Charleston’s mayor on Thursday indicated he had withdrawn Charleston County’s latest request for help with funding Interstate 526’s completion.
Mayor John Tecklenburg’s office released a letter he wrote to state Transportation Infrastructure Bank (SIB) Chairman Vince Graham pulling a request to use $150 million from potential future sales tax money towards a port access road project. Tecklenburg and Charleston County Chairman Elliott Summey had floated the possibility of using the money to pay for several rail overpasses at new Intermodal Container Transfer Facility under construction in North Charleston as a way to free up state money for I-526, also known as the Mark Clark Expressway. The state is required to complete at least three rail bridges before the new terminal opens in three years.
That money would come from a half-cent sales tax that county voters will decide in an Election Day referendum. In the letter, Tecklenburg said Graham indicated the board would not meet before the Nov. 8 referendum. Charleston County officials had been scheduled to meet with the board on Oct. 6, but Hurricane Matthew scrapped those plans.

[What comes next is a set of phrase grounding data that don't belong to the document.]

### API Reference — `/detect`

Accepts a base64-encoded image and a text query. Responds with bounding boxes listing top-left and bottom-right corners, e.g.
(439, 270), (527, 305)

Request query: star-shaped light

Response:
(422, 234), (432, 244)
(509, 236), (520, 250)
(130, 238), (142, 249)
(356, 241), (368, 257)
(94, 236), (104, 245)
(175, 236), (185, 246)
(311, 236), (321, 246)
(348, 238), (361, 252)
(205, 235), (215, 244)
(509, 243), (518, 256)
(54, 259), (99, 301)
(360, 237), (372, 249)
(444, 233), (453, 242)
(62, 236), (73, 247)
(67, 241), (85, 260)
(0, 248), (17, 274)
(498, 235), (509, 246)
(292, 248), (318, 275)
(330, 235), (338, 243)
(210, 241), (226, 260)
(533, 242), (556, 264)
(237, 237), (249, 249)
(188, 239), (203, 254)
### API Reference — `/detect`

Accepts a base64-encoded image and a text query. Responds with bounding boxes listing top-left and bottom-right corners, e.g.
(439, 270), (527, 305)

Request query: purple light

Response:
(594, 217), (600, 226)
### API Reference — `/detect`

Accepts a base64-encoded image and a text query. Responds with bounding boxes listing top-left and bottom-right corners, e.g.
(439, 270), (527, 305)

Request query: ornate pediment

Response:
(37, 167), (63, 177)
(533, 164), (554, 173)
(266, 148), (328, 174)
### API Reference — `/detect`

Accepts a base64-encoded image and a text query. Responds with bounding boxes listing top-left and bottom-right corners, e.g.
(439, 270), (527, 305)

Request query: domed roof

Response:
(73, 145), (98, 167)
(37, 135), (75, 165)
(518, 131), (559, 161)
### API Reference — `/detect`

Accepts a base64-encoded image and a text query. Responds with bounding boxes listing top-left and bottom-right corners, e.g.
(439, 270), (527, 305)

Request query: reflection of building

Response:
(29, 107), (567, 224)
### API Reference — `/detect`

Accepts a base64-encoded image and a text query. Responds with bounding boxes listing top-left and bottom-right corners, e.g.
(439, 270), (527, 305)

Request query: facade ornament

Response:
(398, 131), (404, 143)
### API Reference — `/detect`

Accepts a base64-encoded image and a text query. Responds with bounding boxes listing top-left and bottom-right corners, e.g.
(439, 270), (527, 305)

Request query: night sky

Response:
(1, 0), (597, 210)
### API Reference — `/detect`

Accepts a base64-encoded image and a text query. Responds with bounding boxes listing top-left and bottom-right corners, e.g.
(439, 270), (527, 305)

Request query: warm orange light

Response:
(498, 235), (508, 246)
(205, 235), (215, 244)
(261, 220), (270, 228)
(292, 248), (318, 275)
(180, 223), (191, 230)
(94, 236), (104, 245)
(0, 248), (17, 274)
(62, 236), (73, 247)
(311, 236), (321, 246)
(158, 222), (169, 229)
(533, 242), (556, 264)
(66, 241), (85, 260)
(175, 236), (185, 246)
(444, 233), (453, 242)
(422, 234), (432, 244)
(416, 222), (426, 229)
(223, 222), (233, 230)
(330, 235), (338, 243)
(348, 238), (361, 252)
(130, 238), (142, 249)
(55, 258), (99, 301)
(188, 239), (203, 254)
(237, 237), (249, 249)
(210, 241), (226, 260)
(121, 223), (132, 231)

“Now with less than two weeks to the election, I am interpreting your response —’I don’t think so’— (to rescheduling the meeting) as a no,” Tecklenburg wrote.
“I remain fully committed to working with you, the SIB Board, and Charleston County to resolve issues… positively and thoroughly, to enable the completion of the extension of the Mark Clark, which is critical to meeting transportation demands the community faces,” the mayor wrote. “I am confident the phased approach we proposed is achievable.”

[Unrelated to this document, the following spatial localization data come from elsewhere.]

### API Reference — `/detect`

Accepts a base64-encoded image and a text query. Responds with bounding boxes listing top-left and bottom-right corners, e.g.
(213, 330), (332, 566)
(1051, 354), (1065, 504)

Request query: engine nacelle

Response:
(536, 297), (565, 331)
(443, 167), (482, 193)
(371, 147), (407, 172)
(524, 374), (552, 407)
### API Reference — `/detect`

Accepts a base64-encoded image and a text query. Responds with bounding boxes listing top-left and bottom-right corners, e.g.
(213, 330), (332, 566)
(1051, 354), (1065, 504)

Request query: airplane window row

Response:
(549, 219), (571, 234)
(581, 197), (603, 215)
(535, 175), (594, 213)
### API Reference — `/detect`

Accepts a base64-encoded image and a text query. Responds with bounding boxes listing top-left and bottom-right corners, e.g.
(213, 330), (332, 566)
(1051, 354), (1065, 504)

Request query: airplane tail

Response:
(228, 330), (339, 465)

A 2012 intergovernmental agreement would have had the SIB fund $420 million of the project, while the county would shoulder the remaining cost. But county officials have argued their share is unreasonably large (estimated to be between $300-$350 million) and argue the state went back on its original pledge to fund the entire project. In February, SCDOT suspended pre-construction work on the project until Charleston County comes up with a funding solution. County officials have tried to push several new funding plans, including the possibility of using sales tax revenue should voters approve next month’s referendum.
The Charleston Post & Courier reports county officials are also pulling their request.